Le médecin insistait sur le fait qu’il ne comprenait rien à cette mort. De mon côté, je donnais mon interprétation personnelle : mon père est tout simplement mort de trouille en se voyant branché à des perfusions et tout un tas de machines plus ou moins barbares et bipantes. Il savait qu’en sortant il lui faudrait suivre un régime drastique, changer ses habitudes, bouleverser sa vie. Et il ne voulait de cela à aucun prix. D’ailleurs, le cardiologue m’avoua qu’il connaissait mon père pour l’avoir vu deux ou trois fois en consultation et l’avoir prévenu à ces occasions qu’il devait faire attention. De cela, jamais mon père ne nous avait rien dit. De même que je n’ai appris que ces jours derniers, de la bouche de mon frère, que notre père avait fait un malaise alors qu’il se trouvait chez lui. Il était tombé dans les toilettes et Claude avait dû défoncer la porte pour lui porter secours.

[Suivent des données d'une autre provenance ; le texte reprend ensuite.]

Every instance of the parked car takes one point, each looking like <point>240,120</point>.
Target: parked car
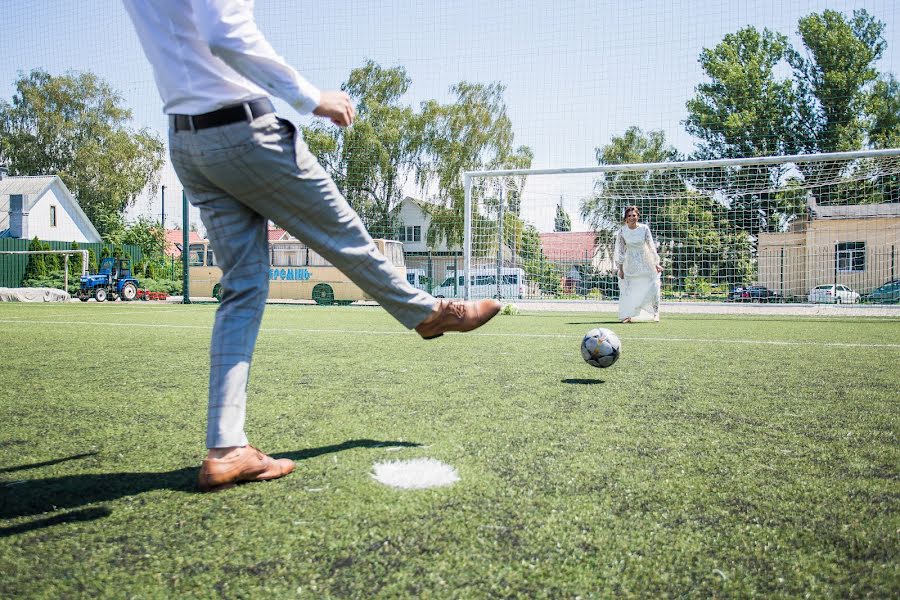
<point>888,293</point>
<point>753,293</point>
<point>833,294</point>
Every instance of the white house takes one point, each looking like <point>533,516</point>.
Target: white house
<point>413,221</point>
<point>42,207</point>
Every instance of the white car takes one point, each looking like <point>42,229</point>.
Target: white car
<point>833,294</point>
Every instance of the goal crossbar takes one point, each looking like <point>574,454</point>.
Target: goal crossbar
<point>471,177</point>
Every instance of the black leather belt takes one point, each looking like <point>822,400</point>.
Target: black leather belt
<point>225,116</point>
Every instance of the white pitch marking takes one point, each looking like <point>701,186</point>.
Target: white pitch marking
<point>479,334</point>
<point>415,474</point>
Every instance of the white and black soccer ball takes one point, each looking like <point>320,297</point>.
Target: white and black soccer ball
<point>600,348</point>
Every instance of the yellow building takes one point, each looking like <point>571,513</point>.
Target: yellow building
<point>856,245</point>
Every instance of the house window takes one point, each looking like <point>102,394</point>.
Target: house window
<point>412,233</point>
<point>850,256</point>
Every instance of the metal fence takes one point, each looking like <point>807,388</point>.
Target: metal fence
<point>12,266</point>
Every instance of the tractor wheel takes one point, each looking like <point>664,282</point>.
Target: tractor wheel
<point>323,294</point>
<point>129,292</point>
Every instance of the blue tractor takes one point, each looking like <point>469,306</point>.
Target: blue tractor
<point>113,281</point>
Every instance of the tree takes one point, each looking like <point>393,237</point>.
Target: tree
<point>884,108</point>
<point>562,222</point>
<point>614,191</point>
<point>75,126</point>
<point>148,235</point>
<point>745,109</point>
<point>690,225</point>
<point>370,161</point>
<point>36,267</point>
<point>471,133</point>
<point>836,76</point>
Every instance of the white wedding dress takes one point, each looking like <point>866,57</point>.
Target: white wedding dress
<point>639,291</point>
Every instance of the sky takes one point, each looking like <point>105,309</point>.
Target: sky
<point>576,73</point>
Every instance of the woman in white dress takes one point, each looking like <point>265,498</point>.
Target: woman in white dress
<point>639,269</point>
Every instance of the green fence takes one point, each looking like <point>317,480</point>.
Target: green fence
<point>12,266</point>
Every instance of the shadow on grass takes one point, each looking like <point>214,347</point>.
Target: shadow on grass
<point>40,496</point>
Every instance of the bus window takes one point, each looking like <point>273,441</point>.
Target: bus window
<point>289,255</point>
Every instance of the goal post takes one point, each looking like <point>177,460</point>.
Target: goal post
<point>65,253</point>
<point>787,224</point>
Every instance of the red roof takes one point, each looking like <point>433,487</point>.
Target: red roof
<point>569,246</point>
<point>276,234</point>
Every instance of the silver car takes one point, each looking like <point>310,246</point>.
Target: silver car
<point>833,294</point>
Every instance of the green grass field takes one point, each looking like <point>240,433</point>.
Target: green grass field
<point>720,457</point>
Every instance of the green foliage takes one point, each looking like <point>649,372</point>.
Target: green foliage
<point>370,161</point>
<point>171,287</point>
<point>834,80</point>
<point>744,109</point>
<point>75,126</point>
<point>37,266</point>
<point>884,106</point>
<point>148,235</point>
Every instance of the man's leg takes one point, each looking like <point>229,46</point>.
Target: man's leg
<point>238,238</point>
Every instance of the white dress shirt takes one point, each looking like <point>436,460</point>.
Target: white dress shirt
<point>207,54</point>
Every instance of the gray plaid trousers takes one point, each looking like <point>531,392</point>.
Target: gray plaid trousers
<point>240,176</point>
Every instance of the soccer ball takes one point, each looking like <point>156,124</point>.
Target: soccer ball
<point>600,348</point>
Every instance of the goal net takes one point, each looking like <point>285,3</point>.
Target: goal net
<point>767,229</point>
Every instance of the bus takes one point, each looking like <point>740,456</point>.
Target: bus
<point>296,272</point>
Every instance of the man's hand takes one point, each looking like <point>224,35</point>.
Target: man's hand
<point>336,107</point>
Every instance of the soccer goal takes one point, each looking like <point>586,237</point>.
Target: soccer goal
<point>766,229</point>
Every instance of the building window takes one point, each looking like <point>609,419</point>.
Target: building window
<point>850,256</point>
<point>412,233</point>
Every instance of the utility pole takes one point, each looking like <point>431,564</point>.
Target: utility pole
<point>162,220</point>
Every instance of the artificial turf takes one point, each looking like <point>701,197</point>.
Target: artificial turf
<point>721,456</point>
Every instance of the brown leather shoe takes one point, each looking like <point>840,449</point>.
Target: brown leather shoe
<point>456,315</point>
<point>248,465</point>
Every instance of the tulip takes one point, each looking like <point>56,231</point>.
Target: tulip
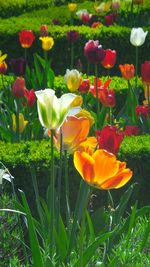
<point>18,66</point>
<point>72,79</point>
<point>86,114</point>
<point>18,88</point>
<point>110,59</point>
<point>53,111</point>
<point>47,43</point>
<point>84,86</point>
<point>142,110</point>
<point>110,19</point>
<point>100,87</point>
<point>107,98</point>
<point>94,52</point>
<point>137,37</point>
<point>145,72</point>
<point>26,38</point>
<point>74,131</point>
<point>131,130</point>
<point>3,65</point>
<point>127,71</point>
<point>110,138</point>
<point>72,36</point>
<point>56,21</point>
<point>72,7</point>
<point>101,169</point>
<point>44,30</point>
<point>30,96</point>
<point>115,4</point>
<point>22,123</point>
<point>96,25</point>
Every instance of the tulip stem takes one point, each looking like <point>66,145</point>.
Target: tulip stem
<point>67,191</point>
<point>97,99</point>
<point>52,183</point>
<point>72,56</point>
<point>59,179</point>
<point>17,121</point>
<point>136,67</point>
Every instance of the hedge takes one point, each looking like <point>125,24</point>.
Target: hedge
<point>19,157</point>
<point>119,84</point>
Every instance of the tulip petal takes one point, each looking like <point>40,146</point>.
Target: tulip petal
<point>105,166</point>
<point>84,163</point>
<point>119,180</point>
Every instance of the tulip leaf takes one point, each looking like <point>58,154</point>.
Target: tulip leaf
<point>35,247</point>
<point>89,252</point>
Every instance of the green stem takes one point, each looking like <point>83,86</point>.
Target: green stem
<point>52,183</point>
<point>59,179</point>
<point>97,99</point>
<point>136,70</point>
<point>110,116</point>
<point>17,121</point>
<point>67,192</point>
<point>72,56</point>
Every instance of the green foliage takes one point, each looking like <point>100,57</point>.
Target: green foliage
<point>131,254</point>
<point>113,37</point>
<point>19,157</point>
<point>10,245</point>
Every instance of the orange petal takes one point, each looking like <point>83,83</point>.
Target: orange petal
<point>84,164</point>
<point>118,180</point>
<point>89,145</point>
<point>106,166</point>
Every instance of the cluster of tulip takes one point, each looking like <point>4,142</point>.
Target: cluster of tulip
<point>107,13</point>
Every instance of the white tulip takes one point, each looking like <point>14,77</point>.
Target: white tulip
<point>137,37</point>
<point>53,111</point>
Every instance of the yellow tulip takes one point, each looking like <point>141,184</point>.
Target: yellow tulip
<point>73,80</point>
<point>102,169</point>
<point>47,42</point>
<point>22,123</point>
<point>87,114</point>
<point>72,7</point>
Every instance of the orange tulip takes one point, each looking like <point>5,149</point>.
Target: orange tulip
<point>102,169</point>
<point>74,131</point>
<point>127,71</point>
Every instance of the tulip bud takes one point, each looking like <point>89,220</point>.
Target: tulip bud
<point>137,37</point>
<point>18,88</point>
<point>72,79</point>
<point>18,66</point>
<point>43,30</point>
<point>3,67</point>
<point>26,38</point>
<point>47,43</point>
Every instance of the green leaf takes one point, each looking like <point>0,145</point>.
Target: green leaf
<point>35,247</point>
<point>120,209</point>
<point>89,252</point>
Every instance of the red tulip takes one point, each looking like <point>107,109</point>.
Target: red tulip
<point>145,72</point>
<point>110,19</point>
<point>72,36</point>
<point>30,95</point>
<point>107,98</point>
<point>131,130</point>
<point>84,86</point>
<point>142,110</point>
<point>43,31</point>
<point>26,38</point>
<point>94,52</point>
<point>18,88</point>
<point>110,138</point>
<point>110,59</point>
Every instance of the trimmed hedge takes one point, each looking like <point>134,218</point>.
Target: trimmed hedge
<point>19,157</point>
<point>114,37</point>
<point>119,84</point>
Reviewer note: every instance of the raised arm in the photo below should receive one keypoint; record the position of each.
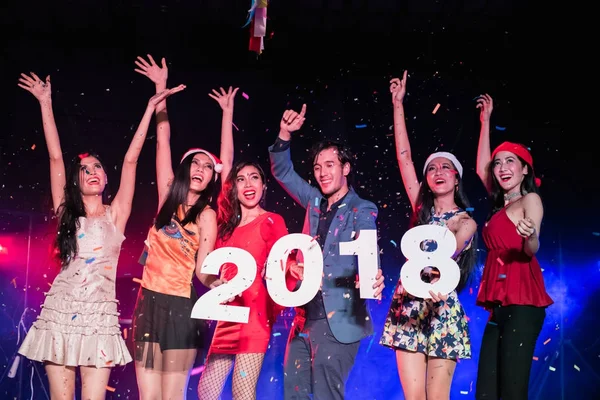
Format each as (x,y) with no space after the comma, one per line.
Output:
(281,163)
(226,101)
(164,166)
(403,154)
(486,105)
(207,221)
(124,198)
(43,92)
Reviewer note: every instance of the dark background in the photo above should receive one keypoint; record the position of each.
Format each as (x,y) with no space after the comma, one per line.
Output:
(337,57)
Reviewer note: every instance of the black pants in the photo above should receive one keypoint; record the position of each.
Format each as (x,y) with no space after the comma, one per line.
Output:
(507,352)
(315,362)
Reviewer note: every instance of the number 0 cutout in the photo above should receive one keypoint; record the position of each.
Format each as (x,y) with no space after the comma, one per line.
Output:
(441,258)
(209,306)
(313,270)
(365,247)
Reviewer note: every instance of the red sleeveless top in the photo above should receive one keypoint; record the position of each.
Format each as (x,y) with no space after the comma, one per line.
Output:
(510,276)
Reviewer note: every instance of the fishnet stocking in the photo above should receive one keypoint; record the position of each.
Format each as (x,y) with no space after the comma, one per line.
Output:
(245,375)
(214,376)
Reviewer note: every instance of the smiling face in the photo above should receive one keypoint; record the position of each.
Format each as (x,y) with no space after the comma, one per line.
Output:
(329,172)
(249,186)
(92,178)
(441,176)
(509,171)
(201,172)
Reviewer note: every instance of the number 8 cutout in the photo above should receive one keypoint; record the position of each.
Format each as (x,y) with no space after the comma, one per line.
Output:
(418,259)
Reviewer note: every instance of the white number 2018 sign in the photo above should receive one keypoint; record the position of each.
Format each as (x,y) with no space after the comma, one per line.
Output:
(210,306)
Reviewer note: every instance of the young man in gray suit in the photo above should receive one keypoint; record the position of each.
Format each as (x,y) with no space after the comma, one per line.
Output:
(327,331)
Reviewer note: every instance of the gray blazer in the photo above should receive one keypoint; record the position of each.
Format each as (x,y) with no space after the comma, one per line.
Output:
(348,316)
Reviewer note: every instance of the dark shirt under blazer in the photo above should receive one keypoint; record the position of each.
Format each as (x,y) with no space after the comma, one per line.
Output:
(348,316)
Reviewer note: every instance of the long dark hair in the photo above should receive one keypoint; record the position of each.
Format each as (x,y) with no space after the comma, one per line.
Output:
(229,209)
(497,195)
(178,193)
(422,216)
(70,210)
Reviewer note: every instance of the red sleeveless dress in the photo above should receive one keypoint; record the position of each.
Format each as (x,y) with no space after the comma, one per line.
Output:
(257,237)
(510,276)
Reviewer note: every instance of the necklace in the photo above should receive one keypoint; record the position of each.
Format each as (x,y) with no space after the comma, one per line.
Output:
(509,197)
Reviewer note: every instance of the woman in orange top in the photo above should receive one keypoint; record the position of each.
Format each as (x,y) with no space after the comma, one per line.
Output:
(166,337)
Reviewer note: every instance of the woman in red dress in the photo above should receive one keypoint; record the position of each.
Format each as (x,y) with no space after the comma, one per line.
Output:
(242,223)
(512,286)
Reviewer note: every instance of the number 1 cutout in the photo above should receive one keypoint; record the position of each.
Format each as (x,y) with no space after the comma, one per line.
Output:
(276,265)
(365,247)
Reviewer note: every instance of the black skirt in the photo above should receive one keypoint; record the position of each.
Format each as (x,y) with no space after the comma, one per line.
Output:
(163,322)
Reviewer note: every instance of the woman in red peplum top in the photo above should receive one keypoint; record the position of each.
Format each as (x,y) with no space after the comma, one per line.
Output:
(512,286)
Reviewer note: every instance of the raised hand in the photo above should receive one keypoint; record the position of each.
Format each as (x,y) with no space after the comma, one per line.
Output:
(158,97)
(225,98)
(34,85)
(156,74)
(486,105)
(398,89)
(292,121)
(526,227)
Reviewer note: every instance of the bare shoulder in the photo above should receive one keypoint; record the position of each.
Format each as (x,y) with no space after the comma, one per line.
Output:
(207,216)
(532,199)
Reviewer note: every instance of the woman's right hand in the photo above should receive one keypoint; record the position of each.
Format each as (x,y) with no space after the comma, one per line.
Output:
(486,105)
(398,89)
(34,85)
(156,74)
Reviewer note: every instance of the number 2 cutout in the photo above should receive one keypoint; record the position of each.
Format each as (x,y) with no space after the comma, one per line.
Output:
(209,305)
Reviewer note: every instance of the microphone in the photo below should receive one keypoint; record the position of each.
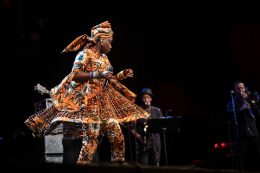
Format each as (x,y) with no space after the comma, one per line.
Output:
(106,82)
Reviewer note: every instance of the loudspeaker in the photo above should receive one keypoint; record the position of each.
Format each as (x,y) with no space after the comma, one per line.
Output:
(52,144)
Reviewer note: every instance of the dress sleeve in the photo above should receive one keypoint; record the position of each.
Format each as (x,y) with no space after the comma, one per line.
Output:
(67,95)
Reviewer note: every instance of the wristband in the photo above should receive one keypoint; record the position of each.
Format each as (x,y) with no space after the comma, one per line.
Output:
(95,75)
(121,76)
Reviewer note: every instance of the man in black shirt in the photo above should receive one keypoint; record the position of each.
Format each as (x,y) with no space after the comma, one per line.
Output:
(151,147)
(247,130)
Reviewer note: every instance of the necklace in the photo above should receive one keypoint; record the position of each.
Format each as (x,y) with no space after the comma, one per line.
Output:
(95,51)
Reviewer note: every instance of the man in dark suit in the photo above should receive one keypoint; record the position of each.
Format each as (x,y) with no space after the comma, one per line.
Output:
(148,150)
(248,136)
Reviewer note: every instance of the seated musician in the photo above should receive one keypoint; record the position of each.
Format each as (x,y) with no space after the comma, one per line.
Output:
(151,147)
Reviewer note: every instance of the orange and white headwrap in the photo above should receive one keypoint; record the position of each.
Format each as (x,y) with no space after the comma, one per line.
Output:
(99,32)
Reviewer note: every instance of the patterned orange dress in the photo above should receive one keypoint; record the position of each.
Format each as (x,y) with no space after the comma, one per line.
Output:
(75,103)
(83,108)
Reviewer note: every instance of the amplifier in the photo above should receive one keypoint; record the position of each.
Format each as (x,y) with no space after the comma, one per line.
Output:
(52,144)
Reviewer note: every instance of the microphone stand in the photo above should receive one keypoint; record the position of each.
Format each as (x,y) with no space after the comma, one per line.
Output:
(236,129)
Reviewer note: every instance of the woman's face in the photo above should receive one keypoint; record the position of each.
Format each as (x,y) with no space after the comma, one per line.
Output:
(106,47)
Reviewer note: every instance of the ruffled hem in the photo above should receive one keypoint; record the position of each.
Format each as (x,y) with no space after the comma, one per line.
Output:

Dans les mois qui suivirent sa disparition, j’avais essayé de convaincre ma mère de vendre son appartement, trop grand pour elle – cinq pièces sur cent dix mètres carrés –, d’en acheter un plus petit près de chez nous, qu’ainsi elle pourrait profiter de notre immense jardin et de son petit-fils. La différence entre le prix de vente et le prix d’achat du nouvel appartement lui aurait assuré un petit pactole qu’elle aurait pu consacrer à des voyages, par exemple, elle qui aimait cela. Par fidélité à la mémoire de mon père, elle ne l’a pas voulu. Pourtant, dans son immeuble, personne ne lui parlait. En plus de vingt ans, aucun lien véritable ne s’était noué entre les copropriétaires. C’était le royaume du chacun pour soi, chacun chez soi.